We further investigated the distribution of breadths of coverage at each per-locus target depth and human reference genome assembly versions (Fig. 3). The median across all genes for global mean breadth of coverage at 20 × was 93.3%; that is, for majority of CCDS genes, 93.3% of gene was covered by 20 or more reads on average exomes. Due, in part, to the older design of exome capture targets in the 1KGP exomes, the breadth of coverage values in WEScover are better be taken as lower bounds. The trends of distribution were consistent across genome assembly versions in spite of the differences between CCDS releases. Of note, genes with very low (< 10%) mean breadth of coverage were observed across all cases, even at low depths such as 5 × or 10x, suggesting that the exome capture targets for 1KGP did not cover all genes and their exons in the CCDS releases that we used in WEScover. These genes can be easily identified by checking coverage metric values from gnomAD exomes. If a gene is sufficiently covered by more recent exome data, it would have good coverage value among gnomAD exomes. Thus, WEScover shows both the mean gnomAD coverage metric and coverage plot over exons of the gene. We encourage users to check gnomAD browser for the genes with suboptimal coverage in WEScover before committing to gene panel testing.
There are two limitations of utilizing WEScover. Firstly, the breadth of coverage value (as well as gnomAD coverage metric) is not normalized for the factors generally contributing to exome coverage such as sequence context and GC contents. Such factors vary widely between genes and comparison of the values for one gene with another is beyond the proposed use of WEScover. Secondly, WEScover focuses on gene-level breadths of coverage and does not provide ways to search for specific variants and regions within genes.

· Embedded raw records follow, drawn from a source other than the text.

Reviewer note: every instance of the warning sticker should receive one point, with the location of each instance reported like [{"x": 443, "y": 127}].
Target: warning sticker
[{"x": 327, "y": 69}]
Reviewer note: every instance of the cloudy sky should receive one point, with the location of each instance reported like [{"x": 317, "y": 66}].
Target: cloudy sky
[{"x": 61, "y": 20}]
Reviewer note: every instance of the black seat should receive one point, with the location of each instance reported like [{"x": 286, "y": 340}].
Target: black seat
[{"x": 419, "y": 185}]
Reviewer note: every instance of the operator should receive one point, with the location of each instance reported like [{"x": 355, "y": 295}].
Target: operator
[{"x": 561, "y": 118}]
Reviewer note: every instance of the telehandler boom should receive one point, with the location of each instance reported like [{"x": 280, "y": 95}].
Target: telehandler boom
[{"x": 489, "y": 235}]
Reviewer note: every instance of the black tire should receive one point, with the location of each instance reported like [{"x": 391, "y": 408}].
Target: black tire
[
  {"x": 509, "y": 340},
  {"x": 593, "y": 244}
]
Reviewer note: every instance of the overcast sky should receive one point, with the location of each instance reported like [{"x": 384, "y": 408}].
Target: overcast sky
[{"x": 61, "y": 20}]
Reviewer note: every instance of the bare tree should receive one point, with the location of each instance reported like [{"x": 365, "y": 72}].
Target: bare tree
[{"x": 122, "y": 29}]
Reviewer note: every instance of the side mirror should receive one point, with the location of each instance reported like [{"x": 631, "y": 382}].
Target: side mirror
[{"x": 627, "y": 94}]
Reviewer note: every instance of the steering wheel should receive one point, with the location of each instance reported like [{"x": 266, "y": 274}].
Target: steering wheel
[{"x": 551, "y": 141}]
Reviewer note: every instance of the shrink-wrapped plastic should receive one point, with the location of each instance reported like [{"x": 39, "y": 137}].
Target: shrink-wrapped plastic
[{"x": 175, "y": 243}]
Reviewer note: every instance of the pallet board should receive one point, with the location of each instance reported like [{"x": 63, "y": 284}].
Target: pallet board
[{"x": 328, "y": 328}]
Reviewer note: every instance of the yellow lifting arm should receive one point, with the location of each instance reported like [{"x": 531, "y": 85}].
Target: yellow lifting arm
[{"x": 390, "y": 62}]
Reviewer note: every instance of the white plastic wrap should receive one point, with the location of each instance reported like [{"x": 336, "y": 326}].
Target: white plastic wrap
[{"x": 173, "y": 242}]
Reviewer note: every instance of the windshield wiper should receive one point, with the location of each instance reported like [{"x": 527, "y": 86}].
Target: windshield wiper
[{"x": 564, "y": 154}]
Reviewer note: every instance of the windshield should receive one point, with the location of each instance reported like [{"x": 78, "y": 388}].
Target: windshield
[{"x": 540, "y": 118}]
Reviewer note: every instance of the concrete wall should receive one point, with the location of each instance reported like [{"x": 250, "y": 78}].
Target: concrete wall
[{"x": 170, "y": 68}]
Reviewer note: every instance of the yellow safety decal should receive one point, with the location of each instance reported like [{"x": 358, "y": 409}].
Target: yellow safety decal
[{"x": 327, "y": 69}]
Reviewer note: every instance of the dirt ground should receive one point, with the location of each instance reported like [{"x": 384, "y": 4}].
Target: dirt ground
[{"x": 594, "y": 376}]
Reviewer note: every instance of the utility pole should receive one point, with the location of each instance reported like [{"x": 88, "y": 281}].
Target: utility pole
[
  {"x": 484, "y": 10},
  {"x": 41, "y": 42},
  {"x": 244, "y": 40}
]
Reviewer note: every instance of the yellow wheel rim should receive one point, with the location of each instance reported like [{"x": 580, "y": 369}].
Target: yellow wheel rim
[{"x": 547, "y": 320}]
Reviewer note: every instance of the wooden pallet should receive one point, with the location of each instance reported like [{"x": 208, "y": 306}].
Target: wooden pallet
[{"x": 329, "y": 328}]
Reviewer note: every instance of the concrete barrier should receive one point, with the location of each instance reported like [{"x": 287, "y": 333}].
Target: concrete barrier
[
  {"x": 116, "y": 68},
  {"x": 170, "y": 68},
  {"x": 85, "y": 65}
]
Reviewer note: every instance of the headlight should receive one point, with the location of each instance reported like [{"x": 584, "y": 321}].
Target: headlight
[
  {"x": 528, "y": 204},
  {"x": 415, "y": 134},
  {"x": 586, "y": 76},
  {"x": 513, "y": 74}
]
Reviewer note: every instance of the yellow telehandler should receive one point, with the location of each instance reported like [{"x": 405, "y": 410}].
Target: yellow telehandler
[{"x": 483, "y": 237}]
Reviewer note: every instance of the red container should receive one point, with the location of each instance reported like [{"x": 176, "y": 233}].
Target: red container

WES and WGS provide comprehensive evaluation of diverse types of genomic variants in various conditions. However, users must be informed regarding possible false negatives due to incomplete breadth and depth of coverage, ideally from sequencing vendors. In such cases, a targeted gene panel test should be considered as a primary choice over the others. WEScover can guide users as to whether WES is appropriate for testing the genes of interest. Considering that many laboratories, especially clinical testing facilities, are slow in transition from the previous genome build (GRCh37), WEScover supports coverage summary for both GRCh37 and GRCh38. Together with information from GTR, which provides transparent and comprehensive list of genetic tests with indications, users can make an informed decision for testing genes prior to ordering genetic tests in clinical settings.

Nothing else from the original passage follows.